Poor VM performance with "Lock was not free" errors

Products

VMware vSphere ESXi

Issue/Introduction

One or more VMs has poor VM performance or may become unresponsive
I/O errors are reported against some VM files
Logs report frequent warnings of "Lock was not free" against the vmfs datastore that VM(s) reside on
Hostd may report that certain threads related to VM file access are slow/stuck for extended periods, e.g.:

Hostd[2099168] [Originator@6876 sub=IoTracker] In thread 2099146, fopen("/vmfs/volumes/########-########-####-############/<VM_name>/<VM_name>.vmx") took over 267 sec.
Hostd[2099144] [Originator@6876 sub=IoTracker] In thread 2099176, fopen("/vmfs/volumes/########-########-####-############/<VM_name>/<VM_name>.vmx") took over 1885 sec.
Hostd[2099179] [Originator@6876 sub=IoTracker] In thread 2099167, fopen("/vmfs/volumes/########-########-####-############/<VM_name>/<VM_name>.vmx") took over 1595 sec.

Environment

VMware vSphere ESXi 7.0.x
VMware vSphere ESXi 8.0.x

Cause

These symptoms may arise where there is a high degree of lock contention on the VMFS datastore.

Note that a degree of lock contention is normal and expected on ESXi hosts accessing shared storage. Lock contention becomes an issue where a host fails to acquire a specific datastore lock for an extended period due to the lock being held by another host.

Identify lock contention:
When a host accesses a lock at a specific offset, the lock version is incremented. If a lock has the same version on repeated attempts to access it, this means that lock has been held and not released for the duration of these attempts.

Logging of the following type will be seen om vmkernel.log:

<timestamp> cpu3:2315260)DLX: 4333: vol '<datastoreName>', lock at 248979456: [Req mode 1] Checking liveness:
<timestamp> cpu3:2315260)[type 10c00001 offset 248979456 v 137952457, hb offset 3440640
gen 371, mode 1, owner ########-########-####-############ mtime 50755437
num 0 gblnum 0 gblgen 0 gblbrk 0]

<timestamp> cpu0:4227286)DLX: 4985: vol '<datastoreName>', lock at 20955136: [Req mode: 1] Not free:
<timestamp> cpu0:4227286)[type 10c00002 offset 20955136 v 1672, hb offset 3735552
gen 8065, mode 1, owner #######-########-####-############ mtime 34117143
num 0 gblnum 0 gblgen 0 gblbrk 0] alloc owner 3735552

E.g. the following output lists number of attempts to access a lock (first column), the lock offset (second column), the lock version (third column):
grep -Ei -A1 "checking liveness|not free" vmkernel.log | grep offset | awk '{print $7,$9}'|sort | uniq -c | sort -r | less
57 240992438 76,
49 240955673 108,
47 160571391 46,
43 187776960 59,
32 190488438 99,
...

Note: logging may vary slightly between versions

Resolution

Identify if one host is predominantly the holder of locks under contention, e.g.:

grep -Ei -A2 "checking liveness|not free" vmkernel.* | grep owner | awk '{print $9}'|sort | uniq -c | sort -r
4773 <ESXi host UUID_1>
1 <ESXi host UUID_2>
1 <ESXi host UUID_3>
1 <ESXi host UUID_4>

Place this host into maintenance mode and reboot the host.
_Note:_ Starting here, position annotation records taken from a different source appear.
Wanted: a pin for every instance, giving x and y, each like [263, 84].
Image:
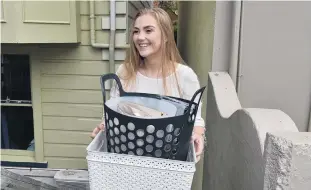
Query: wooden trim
[36, 106]
[15, 158]
[16, 105]
[45, 21]
[10, 152]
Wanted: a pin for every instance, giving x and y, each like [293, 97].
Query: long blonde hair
[168, 49]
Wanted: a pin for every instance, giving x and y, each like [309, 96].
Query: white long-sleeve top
[188, 83]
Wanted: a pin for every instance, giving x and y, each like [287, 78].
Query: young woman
[154, 65]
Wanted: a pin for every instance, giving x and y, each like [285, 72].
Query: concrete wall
[195, 43]
[240, 155]
[288, 161]
[273, 57]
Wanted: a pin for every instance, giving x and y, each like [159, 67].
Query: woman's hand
[198, 139]
[99, 127]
If there is no one host which is causing the issue:

Perform general storage checks (configuration, drivers/firmware, connectivity issues, errors)
Check for high datastore utilization (> 70%) on impacted datastores, which can increase lock contention. Consider VM storage migration to reduce utilization to attempt to mitigate the issue.
Where lock contention relates to a number of lock offsets which are repeated a source of contention, consider storage migration of VMs on the impacted datastores and hosts, as a possible mitigation.

A good understanding of the pattern of lock contention in the specific case is important for any deeper investigation of the issue.